Le décrochage de l’Union européenne

À l’ouverture d’un Conseil européen d’une importance colossale ces 20 et 21 mars, et alors que Donald Trump et Vladimir Poutine sont en train d’acter un rapprochement historique en ouvrant les négociations sur la fin de la guerre en Ukraine, Mario Draghi revient sur les priorités qu’il avait identifiées en septembre dans son rapport. Enlisée dans la stagnation ces dernières années, l’Europe est aujourd’hui loin derrière les États-Unis et la Chine en termes de croissance. Elle doit se relancer grâce à des investissements massifs dans l’innovation numérique, la transition verte et les industries de défense pour atteindre 5 % du PIB par an, estime Mario Draghi, qui chiffre les besoins entre 750 et 800 milliards d’euros par an. Dans son discours, il cite notamment les prix de l’énergie, grande préoccupation des entreprises européennes. 

« Les prix du gaz naturel […] ont augmenté d’environ 40 % depuis septembre », note Mario Draghi. « Les prix de l’électricité ont aussi augmenté dans de nombreux pays et restent 2 à 3 fois plus élevés qu’aux États-Unis », relève-t-il.

L’Union européenne accuse également un sérieux retard par rapport aux États-Unis et la Chine en matière de technologies, notamment sur l’intelligence artificielle, et les projets actuels pourraient ne pas suffire à combler cet écart. « La principale raison pour laquelle la productivité de l’UE a divergé de celle des États-Unis au milieu des années 1990 est que l’Europe n’a pas su tirer parti de la première révolution numérique », observe Mario Draghi dans son rapport.

En effet, avec une capitalisation boursière totale de 19 000 milliards de dollars fin décembre 2024, les fleurons de Wall Street (Broadcom, Apple, Tesla, Microsoft, Meta, Amazon, Alphabet, Nvidia) distancent de loin les capitalisations des talents européens que sont ASML, Criteo, Mistral AI ou Ledger. Le 11 février 2025, la présidente de la Commission européenne Ursula von der Leyen avait annoncé un plan de 200 milliards d’euros visant à développer l’IA en Europe. Mais les réglementations posées notamment par l’IA Act risquent d’être un frein pour l’Europe dans la course à l’IA. Dans un récent rapport européen, il apparaît que seulement 7% des investissements mondiaux dans les logiciels et applications numériques proviennent de l’Europe, contre 71% pour les États-Unis.

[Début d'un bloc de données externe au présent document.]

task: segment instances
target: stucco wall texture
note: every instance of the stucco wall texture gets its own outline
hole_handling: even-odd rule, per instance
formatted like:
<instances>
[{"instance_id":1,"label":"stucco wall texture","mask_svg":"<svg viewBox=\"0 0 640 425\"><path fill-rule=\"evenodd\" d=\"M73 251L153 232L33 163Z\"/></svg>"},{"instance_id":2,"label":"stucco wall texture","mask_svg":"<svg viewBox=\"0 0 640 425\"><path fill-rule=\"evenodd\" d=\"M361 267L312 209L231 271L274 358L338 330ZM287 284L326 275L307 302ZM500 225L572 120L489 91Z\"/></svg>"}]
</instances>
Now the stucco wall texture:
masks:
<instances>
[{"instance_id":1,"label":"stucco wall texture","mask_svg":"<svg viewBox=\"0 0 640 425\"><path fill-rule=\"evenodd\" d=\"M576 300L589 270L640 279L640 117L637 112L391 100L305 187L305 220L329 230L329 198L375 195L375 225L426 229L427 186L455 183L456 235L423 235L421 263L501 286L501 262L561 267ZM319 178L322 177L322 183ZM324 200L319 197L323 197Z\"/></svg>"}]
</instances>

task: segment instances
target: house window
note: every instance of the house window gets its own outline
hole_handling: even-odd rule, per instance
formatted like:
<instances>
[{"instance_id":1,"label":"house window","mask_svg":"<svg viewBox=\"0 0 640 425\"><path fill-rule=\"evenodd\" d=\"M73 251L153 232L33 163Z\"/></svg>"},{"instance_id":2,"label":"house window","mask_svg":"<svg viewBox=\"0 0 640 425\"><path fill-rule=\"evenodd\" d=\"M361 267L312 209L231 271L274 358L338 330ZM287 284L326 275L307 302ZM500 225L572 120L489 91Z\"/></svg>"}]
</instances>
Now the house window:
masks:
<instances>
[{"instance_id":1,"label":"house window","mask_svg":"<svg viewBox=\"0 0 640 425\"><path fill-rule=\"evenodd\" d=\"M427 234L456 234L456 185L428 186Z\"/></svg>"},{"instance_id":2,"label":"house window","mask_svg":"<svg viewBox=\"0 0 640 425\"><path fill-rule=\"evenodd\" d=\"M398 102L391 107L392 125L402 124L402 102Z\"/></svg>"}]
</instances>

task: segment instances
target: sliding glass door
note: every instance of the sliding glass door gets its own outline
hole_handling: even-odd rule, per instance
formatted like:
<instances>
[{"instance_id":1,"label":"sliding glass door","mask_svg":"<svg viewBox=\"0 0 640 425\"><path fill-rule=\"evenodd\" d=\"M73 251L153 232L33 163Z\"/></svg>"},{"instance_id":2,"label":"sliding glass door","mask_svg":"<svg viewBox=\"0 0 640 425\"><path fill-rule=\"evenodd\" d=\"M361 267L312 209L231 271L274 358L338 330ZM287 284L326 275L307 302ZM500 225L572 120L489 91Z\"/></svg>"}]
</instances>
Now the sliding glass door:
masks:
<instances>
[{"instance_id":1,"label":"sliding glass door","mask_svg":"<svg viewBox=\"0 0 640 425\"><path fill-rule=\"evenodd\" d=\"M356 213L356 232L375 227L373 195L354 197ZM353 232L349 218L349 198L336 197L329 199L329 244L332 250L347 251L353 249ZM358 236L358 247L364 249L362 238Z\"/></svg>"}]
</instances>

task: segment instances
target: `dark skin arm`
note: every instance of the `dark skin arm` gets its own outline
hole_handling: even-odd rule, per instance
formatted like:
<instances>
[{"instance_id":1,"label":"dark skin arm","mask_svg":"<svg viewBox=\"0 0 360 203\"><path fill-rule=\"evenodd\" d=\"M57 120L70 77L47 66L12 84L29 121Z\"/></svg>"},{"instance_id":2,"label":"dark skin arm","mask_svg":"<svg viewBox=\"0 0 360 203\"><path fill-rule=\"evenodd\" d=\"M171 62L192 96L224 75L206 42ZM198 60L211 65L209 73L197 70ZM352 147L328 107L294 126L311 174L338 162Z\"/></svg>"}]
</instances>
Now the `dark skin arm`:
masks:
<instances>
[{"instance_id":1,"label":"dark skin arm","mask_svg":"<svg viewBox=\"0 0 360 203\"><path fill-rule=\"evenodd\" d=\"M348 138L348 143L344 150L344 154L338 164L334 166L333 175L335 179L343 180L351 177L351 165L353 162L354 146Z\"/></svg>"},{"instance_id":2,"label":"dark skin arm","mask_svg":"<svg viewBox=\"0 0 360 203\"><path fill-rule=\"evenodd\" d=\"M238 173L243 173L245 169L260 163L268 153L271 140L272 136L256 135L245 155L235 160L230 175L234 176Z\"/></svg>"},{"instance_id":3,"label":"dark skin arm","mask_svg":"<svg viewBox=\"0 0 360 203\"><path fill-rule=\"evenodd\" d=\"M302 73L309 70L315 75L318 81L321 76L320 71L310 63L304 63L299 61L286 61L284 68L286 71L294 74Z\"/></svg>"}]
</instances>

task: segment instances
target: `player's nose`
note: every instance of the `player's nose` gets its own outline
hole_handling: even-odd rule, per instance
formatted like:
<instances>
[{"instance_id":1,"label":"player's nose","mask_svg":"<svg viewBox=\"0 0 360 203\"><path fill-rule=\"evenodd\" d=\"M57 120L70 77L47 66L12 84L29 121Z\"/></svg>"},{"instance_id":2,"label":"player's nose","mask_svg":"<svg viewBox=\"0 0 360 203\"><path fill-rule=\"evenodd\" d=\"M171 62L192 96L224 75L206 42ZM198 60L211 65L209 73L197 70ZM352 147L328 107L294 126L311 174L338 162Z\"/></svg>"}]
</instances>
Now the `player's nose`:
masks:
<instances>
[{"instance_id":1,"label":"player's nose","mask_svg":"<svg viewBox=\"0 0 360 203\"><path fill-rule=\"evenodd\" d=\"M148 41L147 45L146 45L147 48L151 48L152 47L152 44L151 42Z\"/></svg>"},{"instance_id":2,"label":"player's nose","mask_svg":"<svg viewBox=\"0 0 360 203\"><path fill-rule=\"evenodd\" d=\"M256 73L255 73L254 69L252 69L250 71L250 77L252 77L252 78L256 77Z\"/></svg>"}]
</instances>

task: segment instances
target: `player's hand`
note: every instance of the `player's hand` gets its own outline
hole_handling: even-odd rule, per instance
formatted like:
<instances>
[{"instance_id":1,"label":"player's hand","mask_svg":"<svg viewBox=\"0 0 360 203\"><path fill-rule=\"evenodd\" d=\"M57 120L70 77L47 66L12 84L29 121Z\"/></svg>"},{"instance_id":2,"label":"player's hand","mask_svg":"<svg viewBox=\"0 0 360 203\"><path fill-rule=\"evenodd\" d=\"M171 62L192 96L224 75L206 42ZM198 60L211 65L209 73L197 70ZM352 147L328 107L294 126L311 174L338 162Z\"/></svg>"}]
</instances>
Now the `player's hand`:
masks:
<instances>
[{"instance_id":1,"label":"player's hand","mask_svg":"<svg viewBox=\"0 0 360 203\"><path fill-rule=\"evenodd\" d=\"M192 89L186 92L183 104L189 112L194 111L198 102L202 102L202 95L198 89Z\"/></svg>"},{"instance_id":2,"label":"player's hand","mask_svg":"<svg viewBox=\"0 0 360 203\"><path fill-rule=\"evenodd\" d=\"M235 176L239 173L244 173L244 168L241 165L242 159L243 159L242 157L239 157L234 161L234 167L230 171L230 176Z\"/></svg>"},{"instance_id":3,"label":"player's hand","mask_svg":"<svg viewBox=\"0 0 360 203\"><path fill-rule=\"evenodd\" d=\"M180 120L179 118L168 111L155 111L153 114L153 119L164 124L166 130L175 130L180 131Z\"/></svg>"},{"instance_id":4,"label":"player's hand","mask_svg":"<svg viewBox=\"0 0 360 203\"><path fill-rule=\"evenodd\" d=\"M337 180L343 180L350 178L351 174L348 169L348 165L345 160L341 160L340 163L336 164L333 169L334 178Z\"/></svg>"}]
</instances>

Une dépendance de l’UE sur des points stratégiques

L’Europe est dépendante sur des plans stratégiques. La transition écologique en fait partie car elle nécessite d’importantes quantités de matières premières critiques. L’offre est géographiquement concentrée et les grandes entreprises du secteur sont principalement contrôlées par des acteurs extérieurs à l’Union européenne. Les productions de nickel, de cuivre et de cobalt sont concentrées chez des investisseurs hors Europe, notamment par les États-Unis, l’Australie, ou encore la Chine.

Pour réaliser ses objectifs climatiques qui visent à réduire de 55 % ses émissions de gaz à effets de serre d’ici 2030, l’Europe risque de devenir encore plus dépendante de ses importations en matières premières critiques. Les éoliennes, les batteries ou encore les réseaux électriques, indispensables à la transition énergétique, nécessitent de grandes quantités de ces matières premières critiques. La concentration géographique de l’offre rend l’UE vulnérable à des mesures de restrictions commerciales, comme celles infligées actuellement par Donald Trump. Selon l’OCDE, plus de 70 % des mesures de restrictions aux exportations portent sur ces matières premières critiques. Pour réduire ces risques, le rapport Draghi propose la création d’une « plateforme européenne dédiée » à la gestion des matières premières critiques et appelle à la mise en œuvre rapide de la réglementation européenne adoptée en mars dernier.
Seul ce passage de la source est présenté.